Se la strada potesse parlare (If Beale Street could talk, Usa, 2018) di Barry Jenkins con Stephan James, KiKi Layne, Regina King, Diego Luna, Dave Franco, Teyonah Parris, Colman Domingo, Michael Beach

Sceneggiatura di Barry Jenkins dal romanzo omonimo di James Baldwin

Drammatico, 1h 59’, Lucky Red, in uscita il 24 gennaio 2019

Voto: 5 su 10

A poco più di un anno dall’inaspettato trionfo della sua opera seconda Moonlight, premiata addirittura con l’Oscar al miglior film (in una epocale gaffe con annesso scambio di buste sul palco dell’Academy), ritorna Barry Jenkins e il suo corredo di impegno civile ed enfasi liofilizzata: Se la strada potesse parlare, adattamento cinematografico del celebre romanzo dello scrittore afroamericano James Baldwin, vuole riflettere sulla questione della comunità nera d’America tornando indietro ai primi anni Settanta e incastonando all’interno del conflitto sociale una piccola storia d’amore destinata a grandi travagli.

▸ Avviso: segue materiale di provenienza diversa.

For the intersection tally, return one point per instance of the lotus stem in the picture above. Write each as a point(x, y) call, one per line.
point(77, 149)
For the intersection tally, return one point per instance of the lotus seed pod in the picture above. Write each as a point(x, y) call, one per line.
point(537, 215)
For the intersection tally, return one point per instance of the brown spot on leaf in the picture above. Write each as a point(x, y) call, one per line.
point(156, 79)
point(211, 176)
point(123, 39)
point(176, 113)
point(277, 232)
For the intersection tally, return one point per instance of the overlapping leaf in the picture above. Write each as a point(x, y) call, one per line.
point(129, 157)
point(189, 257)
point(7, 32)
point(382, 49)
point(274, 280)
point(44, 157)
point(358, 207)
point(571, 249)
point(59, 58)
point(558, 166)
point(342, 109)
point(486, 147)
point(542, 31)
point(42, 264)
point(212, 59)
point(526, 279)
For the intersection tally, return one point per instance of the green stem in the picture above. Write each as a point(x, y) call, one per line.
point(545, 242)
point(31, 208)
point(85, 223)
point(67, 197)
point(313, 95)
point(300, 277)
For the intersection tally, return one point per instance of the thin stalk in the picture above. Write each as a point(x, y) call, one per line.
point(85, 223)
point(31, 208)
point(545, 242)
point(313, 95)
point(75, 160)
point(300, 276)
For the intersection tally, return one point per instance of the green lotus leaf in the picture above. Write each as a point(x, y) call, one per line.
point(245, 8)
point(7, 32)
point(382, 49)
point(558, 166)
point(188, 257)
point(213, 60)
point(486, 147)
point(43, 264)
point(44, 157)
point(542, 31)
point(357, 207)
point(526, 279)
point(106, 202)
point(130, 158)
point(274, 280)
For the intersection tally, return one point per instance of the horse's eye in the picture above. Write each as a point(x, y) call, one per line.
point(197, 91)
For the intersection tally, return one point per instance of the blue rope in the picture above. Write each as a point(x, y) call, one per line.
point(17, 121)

La strada del titolo è la Beale Street di New Orleans dove, scriveva Baldwin, “sono nati mio padre, Louis Armstrong e il jazz”. Lungo i suoi marciapiedi si consuma l’idillio sentimentale tra i giovanissimi Fonny (James) e Tish (Layne), innamoratissimi ma separati da una infondata accusa di stupro da parte di una portoricana che costringe il ragazzo dietro le sbarre di un carcere. Seguiamo la trasformazione della loro relazione in un racconto dalla cronologia disordinata: iniziamo col conoscerli alle porte della prigione, con Tish incinta, per poi ritrovarli timidi e impacciati al primo appuntamento, e poi alla ricerca di una casa da acquistare, e ancora alle prese con gli imbarazzi di un romanticissimo primo rapporto sessuale. Fonny è un artista squattrinato, Tish è di buona famiglia: sarà proprio sua madre (King) a battersi per l’innocenza del futuro genero.

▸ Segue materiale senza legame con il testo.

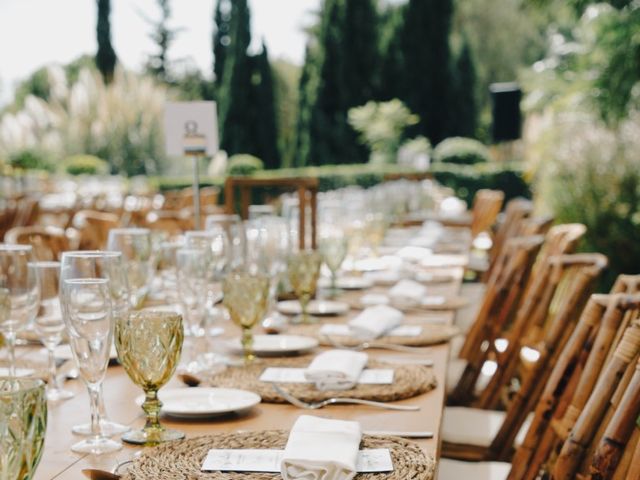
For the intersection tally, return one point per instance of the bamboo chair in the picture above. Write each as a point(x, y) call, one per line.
point(499, 305)
point(94, 228)
point(605, 399)
point(561, 276)
point(306, 188)
point(577, 276)
point(48, 242)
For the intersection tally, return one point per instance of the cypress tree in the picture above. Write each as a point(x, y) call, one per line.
point(264, 119)
point(464, 103)
point(106, 55)
point(427, 65)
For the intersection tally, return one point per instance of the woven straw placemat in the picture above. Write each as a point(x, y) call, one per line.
point(431, 334)
point(183, 459)
point(408, 381)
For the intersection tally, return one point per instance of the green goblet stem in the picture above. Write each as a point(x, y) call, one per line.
point(247, 345)
point(151, 407)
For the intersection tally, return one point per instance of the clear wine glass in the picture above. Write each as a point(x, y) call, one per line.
point(108, 265)
point(19, 295)
point(149, 343)
point(49, 324)
point(136, 247)
point(88, 315)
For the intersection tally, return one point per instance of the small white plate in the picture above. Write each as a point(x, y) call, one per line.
point(272, 345)
point(63, 352)
point(316, 307)
point(204, 402)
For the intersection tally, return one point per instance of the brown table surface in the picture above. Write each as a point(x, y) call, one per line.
point(61, 463)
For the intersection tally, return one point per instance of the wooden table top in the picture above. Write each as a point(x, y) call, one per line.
point(61, 463)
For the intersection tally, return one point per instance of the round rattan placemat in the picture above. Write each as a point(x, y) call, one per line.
point(183, 459)
point(431, 334)
point(408, 381)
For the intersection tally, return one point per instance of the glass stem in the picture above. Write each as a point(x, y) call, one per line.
point(94, 397)
point(247, 345)
point(10, 339)
point(53, 377)
point(151, 407)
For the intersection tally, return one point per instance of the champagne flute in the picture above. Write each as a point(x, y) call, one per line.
point(136, 248)
point(97, 264)
point(304, 269)
point(23, 423)
point(149, 343)
point(333, 247)
point(49, 323)
point(88, 315)
point(19, 295)
point(245, 296)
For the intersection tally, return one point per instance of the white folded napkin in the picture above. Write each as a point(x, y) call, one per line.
point(336, 369)
point(374, 322)
point(407, 293)
point(321, 449)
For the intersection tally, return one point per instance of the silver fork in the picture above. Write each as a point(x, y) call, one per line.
point(336, 400)
point(379, 345)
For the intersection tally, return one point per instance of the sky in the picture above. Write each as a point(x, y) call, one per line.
point(34, 33)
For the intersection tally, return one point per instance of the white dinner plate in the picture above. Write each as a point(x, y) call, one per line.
point(273, 345)
point(316, 307)
point(63, 352)
point(204, 402)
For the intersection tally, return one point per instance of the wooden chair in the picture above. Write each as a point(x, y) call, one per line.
point(577, 275)
point(48, 242)
point(94, 228)
point(306, 188)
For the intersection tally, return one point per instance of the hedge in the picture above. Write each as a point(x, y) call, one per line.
point(465, 180)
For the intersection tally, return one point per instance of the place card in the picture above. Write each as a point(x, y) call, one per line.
point(369, 376)
point(342, 330)
point(268, 460)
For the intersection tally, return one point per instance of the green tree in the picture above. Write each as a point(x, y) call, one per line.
point(106, 55)
point(264, 119)
point(427, 65)
point(463, 101)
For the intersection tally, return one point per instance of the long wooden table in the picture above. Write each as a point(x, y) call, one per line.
point(61, 463)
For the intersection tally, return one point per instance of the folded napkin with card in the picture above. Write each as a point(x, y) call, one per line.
point(407, 293)
point(374, 322)
point(321, 449)
point(336, 369)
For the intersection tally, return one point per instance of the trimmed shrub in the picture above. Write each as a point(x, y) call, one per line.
point(85, 165)
point(460, 150)
point(244, 164)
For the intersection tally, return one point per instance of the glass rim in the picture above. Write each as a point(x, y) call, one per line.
point(27, 384)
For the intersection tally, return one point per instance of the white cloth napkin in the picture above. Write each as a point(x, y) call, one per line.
point(336, 369)
point(321, 449)
point(407, 293)
point(374, 322)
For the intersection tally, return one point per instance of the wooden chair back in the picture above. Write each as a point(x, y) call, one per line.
point(306, 188)
point(583, 353)
point(48, 242)
point(486, 207)
point(499, 305)
point(94, 228)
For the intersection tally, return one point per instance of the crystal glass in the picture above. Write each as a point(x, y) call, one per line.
point(19, 294)
point(193, 275)
point(304, 269)
point(23, 424)
point(245, 296)
point(233, 227)
point(49, 324)
point(88, 315)
point(333, 247)
point(97, 264)
point(149, 344)
point(136, 247)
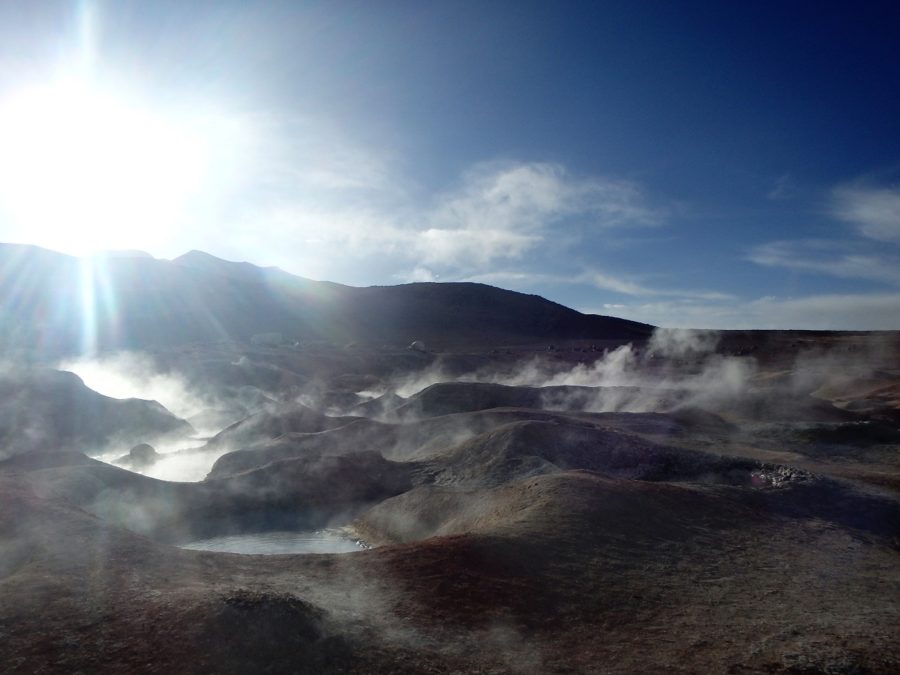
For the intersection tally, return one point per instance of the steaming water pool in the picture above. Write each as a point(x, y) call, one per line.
point(276, 543)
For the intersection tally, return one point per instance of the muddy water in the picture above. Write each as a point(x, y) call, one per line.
point(275, 543)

Contrariamente alla vena polemica – per molti discutibile – che pervadeva le pagine del referente letterario, nella trasposizione di Jenkins tutto la carica vibrante dell’accusatoria razzista verso la società dell’epoca sembra appianarsi in una visione estatica della realtà. Pur con rispetto verso il nobile e importante tema affrontato, Se la strada potesse parlare resta schiavo di un lirismo predigerito e della patina leziosa e algida che avvolge il film sin dalle prime sequenze, peculiarità che rischiò di affossare già il precedente e osannato Moonlight; forse, in quel caso, il tranche de vie aveva maggiore spessore drammatico per poter sorreggere lo zelo registico, al contrario stavolta ne viene fuori solo un film retorico e privo di nerbo, che si appaga della bellezza dei suoi attori, trasfigurandoli in un tripudio di spleen e colori soffusi a tratti imbarazzante. Gli unici momenti di vitalità sono i siparietti affidati alla famiglia di Tish, capitanata dalla risoluta Regina King, generosamente premiata con l’Oscar; ma sono solamente folkloriche congiunture di scrittura in una trattazione che avrebbe meritato ben altra forza.